Prior to JDK7, parallel processing of data sets was cumbersome. First, you need to clearly divide the data structure containing data into several sub parts. Second, you need to allocate an independent thread to each sub part; Third, you need to synchronize them at the right time to avoid unwanted race conditions, wait for all threads to complete, and finally merge these parts.
Doug Lea introduced the fork/join framework in JDK7 to make these operations more stable and less error prone.
Main contents of this section:
1. Use parallel stream to process data in parallel
2. Performance analysis of parallel flow
3. fork/join framework
4. Use splitter to split the flow
After learning this section, you are expected to achieve:
1. Skillfully use parallel flow to accelerate business performance
2. Understand the internal working principle of the flow to prevent misuse
3. Control the division mode of data block through splitter
Parallel stream
You can convert a data source to a parallel stream by calling the parallelStream method on the data source. Parallel flow is a flow that divides the content into multiple data blocks and processes each data block with different threads. This automatically transfers the workload to multi-core parallel processing.
Consider the following implementation: given a positive integer n, calculate the sum of 1 + 2 +... N.

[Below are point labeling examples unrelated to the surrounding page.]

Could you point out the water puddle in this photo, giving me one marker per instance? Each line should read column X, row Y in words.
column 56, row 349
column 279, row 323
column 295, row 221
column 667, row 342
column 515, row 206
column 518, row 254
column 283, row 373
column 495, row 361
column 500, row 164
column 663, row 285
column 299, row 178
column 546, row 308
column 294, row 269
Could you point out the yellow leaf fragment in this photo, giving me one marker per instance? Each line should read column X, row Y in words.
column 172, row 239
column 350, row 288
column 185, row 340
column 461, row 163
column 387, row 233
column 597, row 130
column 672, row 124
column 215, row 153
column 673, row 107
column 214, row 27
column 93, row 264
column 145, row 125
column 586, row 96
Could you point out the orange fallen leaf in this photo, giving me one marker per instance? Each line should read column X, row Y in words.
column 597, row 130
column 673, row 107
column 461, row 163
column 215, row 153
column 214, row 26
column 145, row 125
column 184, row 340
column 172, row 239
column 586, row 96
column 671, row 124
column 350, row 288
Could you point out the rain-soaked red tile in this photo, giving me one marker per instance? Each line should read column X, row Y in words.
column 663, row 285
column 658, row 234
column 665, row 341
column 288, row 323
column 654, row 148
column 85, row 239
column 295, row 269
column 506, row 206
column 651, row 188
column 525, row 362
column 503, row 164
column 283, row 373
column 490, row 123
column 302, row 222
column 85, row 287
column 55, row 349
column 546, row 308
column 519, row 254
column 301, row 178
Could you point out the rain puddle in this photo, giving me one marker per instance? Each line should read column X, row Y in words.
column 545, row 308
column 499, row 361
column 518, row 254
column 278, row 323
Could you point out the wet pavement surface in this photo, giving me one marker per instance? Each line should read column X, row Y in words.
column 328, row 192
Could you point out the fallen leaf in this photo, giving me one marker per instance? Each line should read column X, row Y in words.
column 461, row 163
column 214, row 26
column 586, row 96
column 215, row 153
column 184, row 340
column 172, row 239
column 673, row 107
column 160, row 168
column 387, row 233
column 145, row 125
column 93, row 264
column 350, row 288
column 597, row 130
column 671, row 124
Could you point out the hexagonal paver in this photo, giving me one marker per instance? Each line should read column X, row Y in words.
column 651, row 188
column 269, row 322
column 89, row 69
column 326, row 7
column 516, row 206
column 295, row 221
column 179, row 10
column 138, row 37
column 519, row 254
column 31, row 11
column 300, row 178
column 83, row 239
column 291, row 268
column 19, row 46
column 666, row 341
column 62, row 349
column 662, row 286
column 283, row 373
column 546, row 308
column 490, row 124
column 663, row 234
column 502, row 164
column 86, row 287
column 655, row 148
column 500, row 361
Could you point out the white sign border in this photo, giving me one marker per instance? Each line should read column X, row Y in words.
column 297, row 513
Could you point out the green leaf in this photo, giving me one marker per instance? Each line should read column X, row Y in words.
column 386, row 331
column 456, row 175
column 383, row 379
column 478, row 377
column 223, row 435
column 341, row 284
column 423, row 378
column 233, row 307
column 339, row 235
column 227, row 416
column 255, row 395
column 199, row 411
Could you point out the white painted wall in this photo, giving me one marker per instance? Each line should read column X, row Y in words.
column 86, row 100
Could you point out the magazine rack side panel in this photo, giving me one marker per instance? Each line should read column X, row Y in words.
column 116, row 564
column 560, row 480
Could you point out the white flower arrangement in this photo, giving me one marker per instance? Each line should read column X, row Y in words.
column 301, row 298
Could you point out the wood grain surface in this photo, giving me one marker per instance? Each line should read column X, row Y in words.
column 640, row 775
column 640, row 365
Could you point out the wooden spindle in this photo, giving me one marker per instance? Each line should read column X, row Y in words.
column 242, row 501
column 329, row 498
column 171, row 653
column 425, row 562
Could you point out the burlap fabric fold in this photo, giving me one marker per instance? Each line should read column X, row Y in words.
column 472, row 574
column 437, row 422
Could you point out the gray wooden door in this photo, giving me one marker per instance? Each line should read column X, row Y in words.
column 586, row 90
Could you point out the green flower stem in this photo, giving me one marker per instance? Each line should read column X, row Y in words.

Implementation using stream:
private static long sequentialSum(long n) { return Stream.iterate(1L, i -> i + 1).limit(n).reduce(0L, Long::sum); }
Convert the above sequential stream to parallel stream, and the implementation is as follows:
private static long parallelSum(long n) { return Stream.iterate(1L, i -> i + 1).limit(n).parallel().reduce(0L, Long::sum); }
That is, the sequential flow can be converted into parallel flow by calling the method parallel.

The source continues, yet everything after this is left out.